A heavy Negro woman with gray hair was coming up the walk, alone, moving slowly, like a burned-out star. She stared straight ahead of her but did not seem to see them. When she came into the light thrown from the office they saw blood on her arms and all over the front of her dress. Miller went down to her and took her elbow without a word, and helped her up the steps. She came through the door, and Tommy turned his face away. Her forehead was torn open.

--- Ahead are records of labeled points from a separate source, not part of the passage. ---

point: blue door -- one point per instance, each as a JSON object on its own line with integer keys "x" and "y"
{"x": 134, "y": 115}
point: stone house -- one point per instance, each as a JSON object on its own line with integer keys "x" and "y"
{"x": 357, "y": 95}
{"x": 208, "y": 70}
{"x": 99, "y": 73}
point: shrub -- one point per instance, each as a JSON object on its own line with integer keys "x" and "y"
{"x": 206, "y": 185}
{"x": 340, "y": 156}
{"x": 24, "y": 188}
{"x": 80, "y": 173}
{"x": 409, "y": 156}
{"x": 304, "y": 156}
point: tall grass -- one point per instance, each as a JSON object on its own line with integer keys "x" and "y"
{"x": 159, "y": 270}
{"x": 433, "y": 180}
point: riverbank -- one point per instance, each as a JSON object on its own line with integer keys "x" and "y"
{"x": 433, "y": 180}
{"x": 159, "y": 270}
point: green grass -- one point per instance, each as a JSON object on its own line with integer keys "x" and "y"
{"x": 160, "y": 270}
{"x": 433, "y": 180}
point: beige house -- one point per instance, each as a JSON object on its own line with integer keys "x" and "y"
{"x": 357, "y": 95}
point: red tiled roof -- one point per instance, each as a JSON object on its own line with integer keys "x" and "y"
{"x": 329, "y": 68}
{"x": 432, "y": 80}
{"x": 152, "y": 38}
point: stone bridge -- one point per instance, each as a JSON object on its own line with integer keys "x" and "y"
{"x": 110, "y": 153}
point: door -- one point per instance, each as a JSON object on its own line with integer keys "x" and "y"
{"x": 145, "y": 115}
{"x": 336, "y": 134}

She took a deep breath. “I killed a gentleman,” she said.
3
The Sunlight Man sat rubbing his palms on his shirt. Luke lay on the couch in the livingroom, unconscious. He’d been out when he’d gone down to untie him. The Sunlight Man had stood racking his brains, leering obscenely for Millie’s benefit and Nick’s, but he’d thought: Enough. No more. It has to stop. He’d said, “Ah! Out like a light! That simplifies matters. Carry him up, boy. I’ll bring Granny Goodwitch.” And gave a laugh. But her eyes showed nothing, no anger, no hope, and he’d had to look away, thinking: Even you, Millie? Then everything in the world can be broken, can’t it. As he untied her he’d let his hands rest a moment cupped around her breasts and he’d pressed his face close, smiling at her, showing his teeth; but her eyes showed nothing, she stared straight ahead. Like one of those damned Jews, he’d thought. And then: Cheer up, they build weapons later, and use the blitz against the Arabs. He said solemnly, “He he ho ha, Millie. How sad you look! We must try and remember to get you a comb, the kind they use for horses’ tails. And some paint, by all means! What color lips would you like, old sweetie? Black, maybe? Bright black to match your heart?” When he pushed his face forward to kiss her she half-turned her head and the eyes turned with it. For an instant he believed she’d gone mad. But he calmed himself. She was all right.
She would still say nothing, sitting at the table, head bowed, eating the hamburger he’d fixed her. Even when he poured himself bourbon she merely looked at it, then down, and kept her silence. “You’re a crafty old bitch, Millie,” he said. “You watch and wait, like a Christian.” She showed no sign that she heard. Nick ate with his head close to the plate, fork upside down, scraping it in, and never looked up at them. “And our brother the murderer, he too watches and waits. Astute! He studies his teacher’s every move”—he took a bite, then continued with his mouth full—“except that his manners are bad, of course. That’s unfortunate. Draws attention.” He leaned toward Nick, pointing with his fork. “The first rule is, be inconspicuous. Like me!” Nick glanced at him, full of hate, then down.